A high-performance Binance market data mirror written in Rust, using chunked WebSocket ingestion and memory-mapped ring buffers for near-zero-latency local storage. Includes a Python layer for real-time validation and metric visualization.
The Consolidator continuously subscribes to Binance’s WebSocket feeds (bookTicker + trade), groups symbols into chunks, and writes incoming data to pre-allocated .meta and .data ring files.
This architecture allows persistent storage and replay of tick-level market data without relying on databases or message queues.
Key features:
- Chunked async WebSocket ingestion (scalable to thousands of symbols)

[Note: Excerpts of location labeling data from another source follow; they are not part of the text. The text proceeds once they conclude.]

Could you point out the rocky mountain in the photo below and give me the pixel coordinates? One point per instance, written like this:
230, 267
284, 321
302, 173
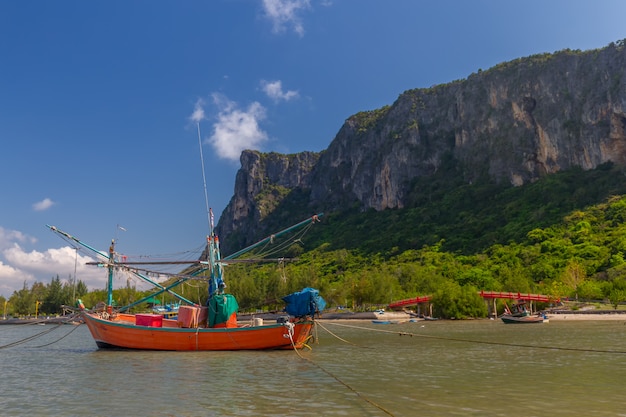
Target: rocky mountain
512, 124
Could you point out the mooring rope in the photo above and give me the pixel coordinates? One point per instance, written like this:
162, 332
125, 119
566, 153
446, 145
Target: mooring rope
327, 372
484, 342
43, 333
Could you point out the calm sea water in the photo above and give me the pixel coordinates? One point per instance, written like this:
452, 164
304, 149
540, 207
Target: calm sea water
442, 368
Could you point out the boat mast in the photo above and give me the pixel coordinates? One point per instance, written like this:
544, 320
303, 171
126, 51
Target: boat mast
110, 280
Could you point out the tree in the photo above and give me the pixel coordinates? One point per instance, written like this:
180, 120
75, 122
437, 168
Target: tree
573, 276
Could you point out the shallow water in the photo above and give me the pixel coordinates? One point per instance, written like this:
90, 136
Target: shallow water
442, 368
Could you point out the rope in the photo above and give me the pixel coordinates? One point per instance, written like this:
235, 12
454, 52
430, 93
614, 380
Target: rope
60, 338
35, 336
484, 342
343, 340
358, 394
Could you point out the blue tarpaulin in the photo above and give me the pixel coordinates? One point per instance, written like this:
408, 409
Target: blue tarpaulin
307, 302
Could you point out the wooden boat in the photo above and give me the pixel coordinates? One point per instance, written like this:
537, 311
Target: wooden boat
519, 313
198, 328
386, 321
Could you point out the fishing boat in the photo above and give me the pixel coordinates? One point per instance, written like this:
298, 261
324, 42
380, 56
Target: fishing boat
519, 313
210, 327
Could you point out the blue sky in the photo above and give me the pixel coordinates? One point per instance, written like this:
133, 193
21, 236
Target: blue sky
100, 101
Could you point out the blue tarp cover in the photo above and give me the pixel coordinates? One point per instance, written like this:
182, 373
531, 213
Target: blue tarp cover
304, 303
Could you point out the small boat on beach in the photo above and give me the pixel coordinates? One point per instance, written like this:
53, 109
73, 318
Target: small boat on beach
211, 327
386, 321
519, 313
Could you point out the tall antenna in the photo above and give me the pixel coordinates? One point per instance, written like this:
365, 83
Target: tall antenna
206, 196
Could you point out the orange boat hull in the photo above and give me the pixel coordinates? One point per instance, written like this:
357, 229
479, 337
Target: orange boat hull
122, 332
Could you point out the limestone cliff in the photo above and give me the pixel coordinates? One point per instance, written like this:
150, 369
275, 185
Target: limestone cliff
513, 123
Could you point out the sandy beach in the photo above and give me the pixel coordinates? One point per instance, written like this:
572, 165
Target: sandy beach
587, 316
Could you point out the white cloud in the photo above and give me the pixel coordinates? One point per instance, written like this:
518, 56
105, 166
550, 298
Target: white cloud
198, 112
274, 90
284, 13
12, 279
236, 129
19, 266
8, 237
43, 205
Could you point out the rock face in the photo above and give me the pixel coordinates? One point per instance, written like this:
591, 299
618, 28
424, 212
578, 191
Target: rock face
513, 123
262, 182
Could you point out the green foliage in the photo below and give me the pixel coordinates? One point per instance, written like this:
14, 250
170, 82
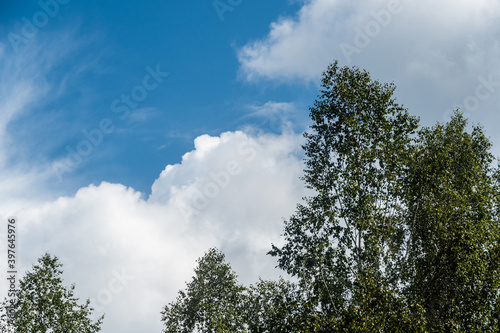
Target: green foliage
343, 244
274, 307
212, 302
43, 303
453, 229
401, 235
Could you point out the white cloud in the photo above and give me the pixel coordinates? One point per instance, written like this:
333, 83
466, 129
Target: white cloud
437, 52
231, 191
394, 33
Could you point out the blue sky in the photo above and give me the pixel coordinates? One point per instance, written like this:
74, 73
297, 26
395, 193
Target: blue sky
106, 51
136, 135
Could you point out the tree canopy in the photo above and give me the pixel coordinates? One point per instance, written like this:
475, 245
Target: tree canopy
43, 304
401, 234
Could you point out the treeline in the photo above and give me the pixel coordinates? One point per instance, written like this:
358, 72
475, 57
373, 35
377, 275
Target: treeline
401, 235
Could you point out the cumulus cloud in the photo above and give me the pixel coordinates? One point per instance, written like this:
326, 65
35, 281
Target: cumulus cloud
130, 255
376, 31
439, 53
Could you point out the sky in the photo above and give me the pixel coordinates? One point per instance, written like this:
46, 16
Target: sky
135, 135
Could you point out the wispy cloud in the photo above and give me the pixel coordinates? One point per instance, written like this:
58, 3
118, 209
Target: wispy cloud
231, 191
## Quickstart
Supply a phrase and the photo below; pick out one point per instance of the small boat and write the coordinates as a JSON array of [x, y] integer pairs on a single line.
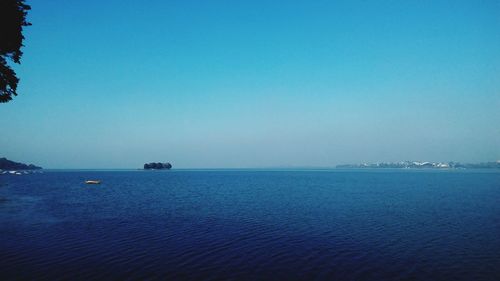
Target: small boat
[[93, 182]]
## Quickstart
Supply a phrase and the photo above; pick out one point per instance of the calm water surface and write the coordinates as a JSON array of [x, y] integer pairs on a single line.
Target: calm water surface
[[251, 225]]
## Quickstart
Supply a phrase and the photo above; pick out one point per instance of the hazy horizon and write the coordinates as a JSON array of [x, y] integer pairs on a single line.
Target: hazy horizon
[[255, 84]]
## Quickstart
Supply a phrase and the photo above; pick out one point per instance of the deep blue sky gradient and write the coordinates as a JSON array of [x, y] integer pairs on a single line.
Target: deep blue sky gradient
[[114, 84]]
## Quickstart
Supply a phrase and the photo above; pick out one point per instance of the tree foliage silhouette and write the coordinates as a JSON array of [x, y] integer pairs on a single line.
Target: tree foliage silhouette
[[12, 20]]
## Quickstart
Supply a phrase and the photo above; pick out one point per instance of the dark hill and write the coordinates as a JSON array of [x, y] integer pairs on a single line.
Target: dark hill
[[6, 164]]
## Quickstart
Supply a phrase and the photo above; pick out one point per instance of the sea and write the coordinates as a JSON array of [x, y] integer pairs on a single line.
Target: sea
[[366, 224]]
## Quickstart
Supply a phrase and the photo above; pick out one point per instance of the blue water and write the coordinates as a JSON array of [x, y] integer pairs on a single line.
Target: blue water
[[251, 225]]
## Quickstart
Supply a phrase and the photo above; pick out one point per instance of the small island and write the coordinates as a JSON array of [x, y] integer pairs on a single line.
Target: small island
[[157, 166], [6, 164]]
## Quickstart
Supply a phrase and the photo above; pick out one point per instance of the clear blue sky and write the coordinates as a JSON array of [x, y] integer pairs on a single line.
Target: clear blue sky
[[114, 84]]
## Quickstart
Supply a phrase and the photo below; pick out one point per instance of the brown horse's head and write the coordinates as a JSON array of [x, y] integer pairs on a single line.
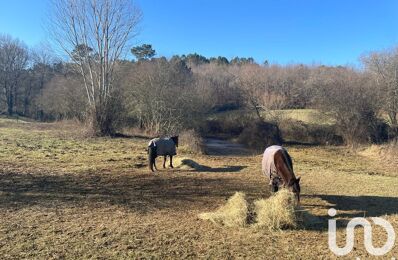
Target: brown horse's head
[[294, 186]]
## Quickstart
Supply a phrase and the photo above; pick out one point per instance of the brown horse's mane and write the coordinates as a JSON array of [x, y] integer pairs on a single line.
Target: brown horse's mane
[[284, 166]]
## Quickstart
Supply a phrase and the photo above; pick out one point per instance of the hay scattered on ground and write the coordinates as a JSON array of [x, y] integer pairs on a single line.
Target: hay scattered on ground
[[276, 212], [188, 164], [232, 214]]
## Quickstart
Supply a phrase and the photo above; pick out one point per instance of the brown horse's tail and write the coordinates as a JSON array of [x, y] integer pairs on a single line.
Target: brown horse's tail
[[151, 155], [288, 160]]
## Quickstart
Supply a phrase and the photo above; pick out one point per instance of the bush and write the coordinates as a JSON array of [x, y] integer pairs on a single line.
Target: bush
[[276, 212], [258, 135]]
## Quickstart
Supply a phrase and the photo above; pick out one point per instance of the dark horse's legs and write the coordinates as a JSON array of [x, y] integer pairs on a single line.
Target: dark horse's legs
[[171, 161]]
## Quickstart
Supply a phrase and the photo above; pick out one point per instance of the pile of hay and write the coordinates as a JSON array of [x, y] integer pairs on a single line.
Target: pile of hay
[[187, 164], [276, 212], [232, 214]]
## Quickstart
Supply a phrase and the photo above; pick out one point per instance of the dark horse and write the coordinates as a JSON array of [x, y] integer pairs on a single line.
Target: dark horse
[[162, 147], [277, 165]]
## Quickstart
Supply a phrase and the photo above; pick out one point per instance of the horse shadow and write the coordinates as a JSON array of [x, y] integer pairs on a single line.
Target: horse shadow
[[349, 207], [204, 168]]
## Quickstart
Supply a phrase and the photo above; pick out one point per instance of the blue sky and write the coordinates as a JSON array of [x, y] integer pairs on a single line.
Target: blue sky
[[331, 32]]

- Memory-mapped ring storage (
memmap2), constant write latency - Preallocation via
posix_fallocate()(no sparse file issues) - Per-second metrics logging to
metrics.csv - Python utilities for WS comparison, CSV export, and visualization
[ Binance WS ] ─▶ [ Ingest Threads ] ─▶ [ Chunk Writer (mmap) ] │ ├── Metrics Aggregator (Rust → CSV) └── Python Comparator (WS vs Mmap)
Each chunk handles up to 400 symbols and writes snapshots/trades to:
rings/binance_book_chunkN.meta rings/binance_book_chunkN.data rings/binance_trade_chunkN.meta rings/binance_trade_chunkN.data
| Metric | Value |
|---|---|
| Symbol | ETHUSDT |
| Total rows | 37,962 |
| Matched pairs | 16,476 |
| WS − Mmap offset | ~2 ms |
| MAE | 0.160 USD |
| RMSE | 0.273 USD |
| Median abs diff | 0.06 USD |
| 95th percentile | 0.62 USD |
These values show extremely close alignment between the live WebSocket stream and the local mmap-based consolidation.
Located in ./plots/ETH/
Metrics were recorded over a 40-minute run (metrics.csv) and visualized from ./plot_metrics/.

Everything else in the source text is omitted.